Cost Per Additional Responder Associated With Ixekizumab and Etanercept in the Treatment of Moderate-to-Severe Psoriasis

December 2017 | Volume 16 | Issue 12 | Original Article | 1246 | Copyright © December 2017


Steven R. Feldman MD PhD,a Shonda A. Foster PharmD MS,b Baojin Zhu PhD,b Russel Burge PhD,b,c Sarah Al Sawah PhD,b and Orin M. Goldblum MDb

aWake Forest School of Medicine Dermatology, Winston-Salem, NC bEli Lilly and Company, Lilly Corporate Center, Indianapolis, IN cWinkle College of Pharmacy, University of Cincinnati, Cincinnati, OH

Abstract

BACKGROUND: Newer psoriasis treatments can achieve greater levels of effcacy than older systemic therapies; however, current pso-riasis costs are substantial. We sought to estimate costs per additional responder associated with ixekizumab and etanercept, versus placebo, using effcacy data from phase 3 clinical trials (UNCOVER-2 and UNCOVER-3).

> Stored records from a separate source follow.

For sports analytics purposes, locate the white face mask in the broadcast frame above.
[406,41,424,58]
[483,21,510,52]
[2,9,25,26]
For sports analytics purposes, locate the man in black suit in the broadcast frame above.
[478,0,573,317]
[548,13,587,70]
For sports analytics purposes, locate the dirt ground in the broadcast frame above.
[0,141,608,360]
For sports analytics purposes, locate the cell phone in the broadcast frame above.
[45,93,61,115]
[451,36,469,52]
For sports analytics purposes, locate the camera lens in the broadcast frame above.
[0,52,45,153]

METHODS: In UNCOVER-2/UNCOVER-3, patients received subcutaneous placebo, etanercept 50 mg twice weekly (BIW), or ixekizumab one 80 mg injection every 2 weeks (Q2W) after a 160-mg starting dose. Twelve-week induction-phase Psoriasis Area and Severity Index (PASI) 75, PASI 90, and PASI 100 response rates for ixekizumab, etanercept, and placebo were obtained from pooled data from the overall and United States (US) subgroup intention-to-treat (ITT) populations, and used to calculate numbers needed to treat (NNTs) to achieve one additional PASI 75, PASI 90, or PASI 100 response for ixekizumab Q2W and etanercept BIW versus placebo. Twelve-week drug costs per patient were calculated based on the UNCOVER-2/UNCOVER-3 dosing schedule and wholesale acquisition costs. Mean costs per additional responder for PASI 75, PASI 90, and PASI 100 for each treatment versus placebo were calculated for pooled UN-COVER-2/UNCOVER-3 overall and US subgroup ITT populations.

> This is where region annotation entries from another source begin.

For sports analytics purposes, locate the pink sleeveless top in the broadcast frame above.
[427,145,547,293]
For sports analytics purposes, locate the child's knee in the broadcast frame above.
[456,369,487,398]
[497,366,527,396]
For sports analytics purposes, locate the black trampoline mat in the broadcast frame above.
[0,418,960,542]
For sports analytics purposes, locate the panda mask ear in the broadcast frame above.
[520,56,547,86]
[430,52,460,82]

RESULTS: Pooled overall ITT population: costs per additional PASI 75, PASI 90, or PASI 100 responder were US $37,540, US $46,299, or US $80,710 for ixekizumab Q2W and US $57,533, US $120,720, or US $404,695 for etanercept BIW, respectively. US subgroup ITT population: costs per additional PASI 75, PASI 90, or PASI 100 responder were US $38,165, US $49,740, or US $93,536 for ixekizumab Q2W and US $69,580, US $140,881, or US $631,875 for etanercept BIW, respectively.

CONCLUSIONS: Twelve-week costs per additional responder were lower for ixekizumab Q2W than for etanercept BIW across all levels of clearance (PASI 75, PASI 90, and PASI 100) in the pooled UNCOVER-2/UNCOVER-3 overall and US subgroup ITT populations.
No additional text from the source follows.